Hi,
Interested by the recent discussions concerning the copy_from_user()
function, I browsed the 2.6.11.7 kernel source, and came up with a few
questions.
1. Is there any particular reason why __copy_from_user_ll() is currently
EXPORT_SYMBOL()ed for i386? At least none of the in-tree modules
currently seem to use it, and __copy_from_user() seems like what most
would want anyway. If __copy_from_user_ll() is unexported, it looks like
we can eliminate the BUG_ON() statement within it.
2. Would it be possible to eliminate the might_sleep() call in
copy_from_user()? It seems that, very soon after, the __copy_from_user()
macro does another might_sleep(), with very few instructions in between.

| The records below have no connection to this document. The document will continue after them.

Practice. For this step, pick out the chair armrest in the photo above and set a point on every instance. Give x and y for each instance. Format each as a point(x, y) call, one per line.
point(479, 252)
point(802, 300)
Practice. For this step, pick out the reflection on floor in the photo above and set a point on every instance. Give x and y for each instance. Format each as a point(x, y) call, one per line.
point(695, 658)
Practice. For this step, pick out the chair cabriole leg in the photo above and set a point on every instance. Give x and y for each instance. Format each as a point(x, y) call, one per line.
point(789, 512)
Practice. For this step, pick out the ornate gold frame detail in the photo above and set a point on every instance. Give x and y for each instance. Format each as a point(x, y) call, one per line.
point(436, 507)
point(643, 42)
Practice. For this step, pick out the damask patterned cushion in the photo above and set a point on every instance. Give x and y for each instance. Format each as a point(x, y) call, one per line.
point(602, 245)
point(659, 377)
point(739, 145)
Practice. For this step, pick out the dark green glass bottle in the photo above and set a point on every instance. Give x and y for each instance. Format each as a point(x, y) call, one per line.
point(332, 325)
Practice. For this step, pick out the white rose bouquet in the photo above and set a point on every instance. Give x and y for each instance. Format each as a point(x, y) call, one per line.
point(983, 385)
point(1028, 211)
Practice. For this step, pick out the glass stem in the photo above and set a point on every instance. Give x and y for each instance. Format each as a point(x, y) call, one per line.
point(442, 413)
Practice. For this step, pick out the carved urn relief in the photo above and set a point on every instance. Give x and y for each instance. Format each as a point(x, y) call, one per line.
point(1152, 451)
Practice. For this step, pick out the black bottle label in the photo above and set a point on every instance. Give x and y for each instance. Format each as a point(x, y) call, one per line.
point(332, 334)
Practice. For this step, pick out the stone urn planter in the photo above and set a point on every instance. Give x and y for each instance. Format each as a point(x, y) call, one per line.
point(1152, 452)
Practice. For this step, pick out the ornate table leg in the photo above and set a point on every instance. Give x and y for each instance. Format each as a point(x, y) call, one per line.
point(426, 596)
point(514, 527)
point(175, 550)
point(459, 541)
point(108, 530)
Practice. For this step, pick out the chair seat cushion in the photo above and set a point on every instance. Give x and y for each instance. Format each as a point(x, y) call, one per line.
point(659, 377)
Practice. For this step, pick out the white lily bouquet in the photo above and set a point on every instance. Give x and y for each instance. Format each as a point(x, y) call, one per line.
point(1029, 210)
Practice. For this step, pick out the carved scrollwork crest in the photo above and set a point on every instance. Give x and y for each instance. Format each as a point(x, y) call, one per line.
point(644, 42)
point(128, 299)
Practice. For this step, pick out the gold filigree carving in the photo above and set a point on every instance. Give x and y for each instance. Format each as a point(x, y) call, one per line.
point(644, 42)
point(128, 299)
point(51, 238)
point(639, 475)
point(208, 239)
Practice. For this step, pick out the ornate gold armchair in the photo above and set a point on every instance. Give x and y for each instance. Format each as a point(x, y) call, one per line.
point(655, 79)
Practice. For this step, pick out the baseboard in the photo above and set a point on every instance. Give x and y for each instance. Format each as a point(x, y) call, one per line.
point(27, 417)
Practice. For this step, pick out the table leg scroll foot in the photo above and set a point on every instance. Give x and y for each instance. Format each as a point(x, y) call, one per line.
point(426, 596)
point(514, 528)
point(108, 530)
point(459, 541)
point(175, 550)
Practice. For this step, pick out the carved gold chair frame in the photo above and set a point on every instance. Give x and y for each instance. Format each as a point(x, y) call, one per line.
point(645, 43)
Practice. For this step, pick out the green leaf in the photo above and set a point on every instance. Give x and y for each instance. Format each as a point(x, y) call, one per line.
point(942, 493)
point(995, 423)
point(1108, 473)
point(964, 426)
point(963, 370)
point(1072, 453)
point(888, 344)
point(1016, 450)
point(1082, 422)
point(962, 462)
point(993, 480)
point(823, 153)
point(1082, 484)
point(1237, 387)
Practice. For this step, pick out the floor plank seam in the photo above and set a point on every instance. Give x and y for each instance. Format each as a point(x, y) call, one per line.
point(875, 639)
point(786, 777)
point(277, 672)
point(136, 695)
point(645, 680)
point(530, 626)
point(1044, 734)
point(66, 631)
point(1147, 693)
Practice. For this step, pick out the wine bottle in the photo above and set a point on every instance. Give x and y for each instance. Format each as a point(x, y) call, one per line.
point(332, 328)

But there might be some trick here that I'm missing.
Please enlighten. :-)
-Vadim Lobanov
Vadim Lobanov <[email protected]> wrote:
> 2. Would it be possible to eliminate the might_sleep() call in
> copy_from_user()? It seems that, very soon after, the __copy_from_user()
> macro does another might_sleep(), with very few instructions in between.
> But there might be some trick here that I'm missing.
might_sleep() is used for debugging the possible sleep while in an
atomic operation. I think it is safe to check this for all the calls
to copy_from_user(), no matter if the access is OK or not (memset
being used in the latter case). The same is for
__copy_from_user(). Anyway, if you don't enable
CONFIG_DEBUG_SPINLOCK_SLEEP, the might_sleep() macro is empty.
--
Catalin
On Thu, 14 Apr 2005, Catalin Marinas wrote:
> Vadim Lobanov <[email protected]> wrote:
> > 2. Would it be possible to eliminate the might_sleep() call in
> > copy_from_user()? It seems that, very soon after, the __copy_from_user()
> > macro does another might_sleep(), with very few instructions in between.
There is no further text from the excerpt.